Shelley Oliver took a trip back in time to the glorious era of vaudeville, and liked it so well she decided to stay.

Now she's hoofing it with the big guys.

The St. Catherines native has studied and performed with many of the old tap masters (to name a few James "Buster" Brown and Charles "Cookie" Cook ) who toured with Count Basie and Duke Ellington.

She also studied the specialty act of sand dancing with Harriet Brown, one of the original vaudeville dancers.

Into her fifth year as a member of the jazz tap ensemble Manhattan tap, Shelley was thrilled to learn of the troupe's March 16 booking at The Theatre, Brock Centre for the Arts.

We've been to China, the Caribbean, L.A., we're going to Europe in the fall, but when I heard we were going to St. Catherines, I was really excited," she said during a recent telephone interview from New York City, where she has lived since 1982.

She says her mother, Marjory Manning of Fitzroy Lane, St. Catherines, and other members of her family have seen her perform in New York, but it's not the same as coming home.

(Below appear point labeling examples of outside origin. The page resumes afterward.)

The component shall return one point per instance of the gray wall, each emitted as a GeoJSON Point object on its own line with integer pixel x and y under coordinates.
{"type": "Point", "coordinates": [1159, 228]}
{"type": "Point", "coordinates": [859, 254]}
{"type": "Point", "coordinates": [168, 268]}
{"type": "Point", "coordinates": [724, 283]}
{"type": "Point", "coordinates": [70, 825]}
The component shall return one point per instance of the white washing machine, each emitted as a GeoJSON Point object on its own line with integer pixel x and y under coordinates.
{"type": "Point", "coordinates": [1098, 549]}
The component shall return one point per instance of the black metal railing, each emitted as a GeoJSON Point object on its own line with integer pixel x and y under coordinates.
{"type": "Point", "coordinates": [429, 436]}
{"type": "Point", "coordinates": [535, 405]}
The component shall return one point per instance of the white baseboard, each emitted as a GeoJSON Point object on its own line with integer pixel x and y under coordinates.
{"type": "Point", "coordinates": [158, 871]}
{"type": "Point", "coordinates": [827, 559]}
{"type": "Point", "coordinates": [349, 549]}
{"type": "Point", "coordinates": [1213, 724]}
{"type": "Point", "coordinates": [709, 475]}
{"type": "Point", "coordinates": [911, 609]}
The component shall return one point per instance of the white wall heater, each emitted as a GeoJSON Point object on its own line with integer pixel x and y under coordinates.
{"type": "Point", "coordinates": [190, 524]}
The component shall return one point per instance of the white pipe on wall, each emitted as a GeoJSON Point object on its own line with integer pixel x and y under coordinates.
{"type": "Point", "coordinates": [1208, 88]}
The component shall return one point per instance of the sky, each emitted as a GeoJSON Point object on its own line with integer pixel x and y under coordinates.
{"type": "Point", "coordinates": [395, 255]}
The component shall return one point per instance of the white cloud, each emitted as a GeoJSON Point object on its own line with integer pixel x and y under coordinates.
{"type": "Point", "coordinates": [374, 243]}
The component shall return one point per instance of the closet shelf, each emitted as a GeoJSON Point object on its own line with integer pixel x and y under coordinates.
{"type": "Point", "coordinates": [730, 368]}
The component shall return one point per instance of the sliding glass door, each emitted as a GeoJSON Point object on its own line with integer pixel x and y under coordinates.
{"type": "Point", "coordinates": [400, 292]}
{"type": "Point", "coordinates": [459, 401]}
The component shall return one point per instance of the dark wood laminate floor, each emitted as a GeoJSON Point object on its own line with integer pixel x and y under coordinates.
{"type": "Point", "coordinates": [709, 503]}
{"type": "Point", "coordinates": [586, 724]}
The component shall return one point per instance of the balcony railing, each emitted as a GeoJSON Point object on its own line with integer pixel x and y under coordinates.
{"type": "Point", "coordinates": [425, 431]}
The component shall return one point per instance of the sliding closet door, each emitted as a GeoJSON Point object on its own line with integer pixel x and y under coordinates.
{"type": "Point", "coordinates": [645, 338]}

This is the first trip to St. Catherines for Manhattan Tap which has often performed in Toronto and at Artpark in Lewiston, N.Y.

As a child dancer from the age of four, Shelley remembers watching dance acts at The Theatre and dreaming of performing there one day.

While the Collegiate graduate pursued a psychology degree by day at York University, she danced nights with a modern dance troupe in Toronto, and then set off to London, England for formal ballet training.

"I always found tap extremely expressive, extremely natural, a great way to manifest the musicality within me," Shelley said. "The rhythm came almost like walking. But I realized if I wanted to really develop artistically, I had to train in other forms. Ballet has centered me and given me the physicality I have now."

After a year of modern dance with a western Canadian troupe, she made her way to New York City in search of the tap masters.

Shelley says she wanted to master the original jazz tap form, different from the glitzy, synchronized Broadway style which later emerged. Who better to teach her than the guys who grew up with it in the 1920s and 30s?

"Tap grew up with jazz in this country. It's an original American form, and I wanted to go back to that connection," says the tapper, who appeared three times on Star Search five years ago. "We're taking it back to its roots, connecting with the music as a percussive element.